Three studies highlighted a lower probability of success of BAF than BFP. Only the study of Rashid et al.20 reported opposite results. Nevertheless, study-specific relative risks resulted non-significant. However, the pooled RR was significant, showing a probability of success of BAF slightly lower than BFP for closure of oroantral fistula (RR 0.914, 95% CI: 0.836–0.998). Heterogeneity between the studies was absent (I2 0.0%, P = 0.452).
Figure 2. Forest Plot; Comparison Between Buccal Fat Pad Flap and Buccal Advancement Flap.
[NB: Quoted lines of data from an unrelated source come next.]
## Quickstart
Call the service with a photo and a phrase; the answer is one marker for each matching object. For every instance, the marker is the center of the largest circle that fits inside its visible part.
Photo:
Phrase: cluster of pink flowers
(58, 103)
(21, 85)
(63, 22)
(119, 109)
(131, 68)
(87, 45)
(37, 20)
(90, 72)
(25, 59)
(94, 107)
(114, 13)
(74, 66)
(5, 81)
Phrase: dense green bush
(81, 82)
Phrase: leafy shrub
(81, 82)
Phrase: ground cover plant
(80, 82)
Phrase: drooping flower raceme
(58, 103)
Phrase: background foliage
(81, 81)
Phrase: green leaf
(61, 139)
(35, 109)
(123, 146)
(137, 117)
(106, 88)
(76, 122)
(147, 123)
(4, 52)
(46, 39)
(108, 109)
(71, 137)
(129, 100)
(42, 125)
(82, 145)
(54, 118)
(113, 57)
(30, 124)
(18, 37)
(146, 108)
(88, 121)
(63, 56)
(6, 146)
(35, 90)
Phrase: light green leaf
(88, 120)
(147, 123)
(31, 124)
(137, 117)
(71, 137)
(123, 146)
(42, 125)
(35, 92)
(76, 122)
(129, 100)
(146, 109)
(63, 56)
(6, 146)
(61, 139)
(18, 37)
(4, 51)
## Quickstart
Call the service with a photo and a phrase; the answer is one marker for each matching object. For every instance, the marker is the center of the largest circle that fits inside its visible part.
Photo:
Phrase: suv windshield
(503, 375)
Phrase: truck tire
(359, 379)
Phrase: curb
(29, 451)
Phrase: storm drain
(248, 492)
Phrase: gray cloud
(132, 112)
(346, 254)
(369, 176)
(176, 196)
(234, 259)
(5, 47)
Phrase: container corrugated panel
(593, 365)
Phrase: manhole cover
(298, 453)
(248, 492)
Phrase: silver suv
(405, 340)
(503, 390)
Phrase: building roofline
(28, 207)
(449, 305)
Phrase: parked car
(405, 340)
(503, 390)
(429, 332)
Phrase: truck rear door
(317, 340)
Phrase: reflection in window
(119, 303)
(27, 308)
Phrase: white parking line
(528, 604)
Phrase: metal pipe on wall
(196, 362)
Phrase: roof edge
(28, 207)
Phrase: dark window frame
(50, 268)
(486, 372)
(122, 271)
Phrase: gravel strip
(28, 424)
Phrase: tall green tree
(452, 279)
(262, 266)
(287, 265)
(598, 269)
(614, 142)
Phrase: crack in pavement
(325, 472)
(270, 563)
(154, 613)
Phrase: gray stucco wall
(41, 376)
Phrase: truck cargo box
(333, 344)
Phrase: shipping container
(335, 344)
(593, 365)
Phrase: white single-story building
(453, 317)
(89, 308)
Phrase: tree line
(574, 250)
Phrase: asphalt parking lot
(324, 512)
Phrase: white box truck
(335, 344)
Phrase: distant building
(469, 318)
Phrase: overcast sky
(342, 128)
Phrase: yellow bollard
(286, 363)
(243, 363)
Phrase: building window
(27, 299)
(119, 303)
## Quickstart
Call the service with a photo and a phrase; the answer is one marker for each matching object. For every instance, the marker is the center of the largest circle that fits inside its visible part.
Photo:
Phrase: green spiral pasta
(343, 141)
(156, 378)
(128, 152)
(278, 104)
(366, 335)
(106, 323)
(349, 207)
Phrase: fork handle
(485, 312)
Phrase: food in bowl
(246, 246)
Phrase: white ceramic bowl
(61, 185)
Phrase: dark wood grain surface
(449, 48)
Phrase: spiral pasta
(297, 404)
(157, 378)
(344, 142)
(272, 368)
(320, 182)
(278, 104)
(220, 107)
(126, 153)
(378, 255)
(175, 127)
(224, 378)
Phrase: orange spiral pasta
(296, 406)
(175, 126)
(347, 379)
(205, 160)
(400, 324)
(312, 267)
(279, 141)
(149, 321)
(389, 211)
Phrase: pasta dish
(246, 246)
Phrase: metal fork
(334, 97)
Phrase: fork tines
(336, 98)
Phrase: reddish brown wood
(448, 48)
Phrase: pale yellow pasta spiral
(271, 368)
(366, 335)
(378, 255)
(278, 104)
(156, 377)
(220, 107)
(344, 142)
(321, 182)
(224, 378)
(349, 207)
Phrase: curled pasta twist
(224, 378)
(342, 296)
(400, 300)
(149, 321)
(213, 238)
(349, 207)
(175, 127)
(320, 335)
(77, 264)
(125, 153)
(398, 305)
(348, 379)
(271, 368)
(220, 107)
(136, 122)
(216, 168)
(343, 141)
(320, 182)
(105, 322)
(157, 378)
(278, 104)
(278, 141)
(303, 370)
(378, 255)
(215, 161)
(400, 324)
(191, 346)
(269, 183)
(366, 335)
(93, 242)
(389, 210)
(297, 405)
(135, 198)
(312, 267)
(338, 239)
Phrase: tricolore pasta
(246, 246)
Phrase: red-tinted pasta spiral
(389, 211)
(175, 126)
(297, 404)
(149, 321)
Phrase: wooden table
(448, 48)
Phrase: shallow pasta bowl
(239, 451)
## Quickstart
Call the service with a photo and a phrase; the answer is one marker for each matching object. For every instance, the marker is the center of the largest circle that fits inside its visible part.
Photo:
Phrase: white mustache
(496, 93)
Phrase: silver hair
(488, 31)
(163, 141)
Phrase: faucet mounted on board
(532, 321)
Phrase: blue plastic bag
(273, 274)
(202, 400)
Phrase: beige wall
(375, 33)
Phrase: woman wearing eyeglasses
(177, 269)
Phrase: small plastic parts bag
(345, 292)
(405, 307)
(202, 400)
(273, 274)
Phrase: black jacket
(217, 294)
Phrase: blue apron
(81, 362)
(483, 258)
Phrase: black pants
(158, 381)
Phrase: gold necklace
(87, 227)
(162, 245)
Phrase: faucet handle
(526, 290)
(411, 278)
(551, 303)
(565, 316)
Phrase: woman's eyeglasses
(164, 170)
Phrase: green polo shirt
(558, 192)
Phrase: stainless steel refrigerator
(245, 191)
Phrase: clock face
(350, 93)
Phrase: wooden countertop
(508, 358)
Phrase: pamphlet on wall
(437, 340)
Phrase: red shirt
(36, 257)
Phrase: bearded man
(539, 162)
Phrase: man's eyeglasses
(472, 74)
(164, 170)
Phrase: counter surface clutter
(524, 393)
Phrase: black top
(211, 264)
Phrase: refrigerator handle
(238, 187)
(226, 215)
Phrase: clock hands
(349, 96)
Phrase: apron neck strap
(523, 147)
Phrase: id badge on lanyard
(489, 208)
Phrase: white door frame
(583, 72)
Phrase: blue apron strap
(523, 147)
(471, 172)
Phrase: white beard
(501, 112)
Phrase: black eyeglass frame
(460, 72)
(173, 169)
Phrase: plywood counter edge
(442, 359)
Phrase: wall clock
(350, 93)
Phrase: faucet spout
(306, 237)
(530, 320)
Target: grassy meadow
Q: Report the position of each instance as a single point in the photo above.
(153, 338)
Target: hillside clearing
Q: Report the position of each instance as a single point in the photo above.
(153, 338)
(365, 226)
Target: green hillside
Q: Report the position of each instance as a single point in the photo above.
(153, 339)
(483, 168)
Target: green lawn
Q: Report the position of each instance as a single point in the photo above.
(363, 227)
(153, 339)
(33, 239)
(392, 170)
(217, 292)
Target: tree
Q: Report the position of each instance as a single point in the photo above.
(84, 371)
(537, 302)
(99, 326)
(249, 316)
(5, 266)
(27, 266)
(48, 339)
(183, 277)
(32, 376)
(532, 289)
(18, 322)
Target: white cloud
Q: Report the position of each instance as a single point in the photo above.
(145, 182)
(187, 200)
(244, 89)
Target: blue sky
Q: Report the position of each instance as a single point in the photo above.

No randomized clinical trials (RCTs) meeting the selected inclusion criteria were identified in this systematic review. Furthermore, the number of patients treated in the different studies was quite small and no further studies were implemented on a larger number of patients.
Considering the risk of bias estimated in the study as moderate-high, the interpretation of the results must be carefully considered.
The choice of the technique to be used must be evaluated on the basis of factors such as the clinical experience of the surgeon, the specific conditions of the patient and the advantages / disadvantages of the chosen technique.
Both techniques are safe, simple and with a high success rate. BFP is ideal in the closure of oroantral fistulas of more than 5 mm, when it is necessary to preserve the depth of the vestibular sulcus or when the buccal advancement flap fails.
FUNDING
There was no founding for this article.
CONFLICTS OF INTEREST
The authors declare no conflicts of interests.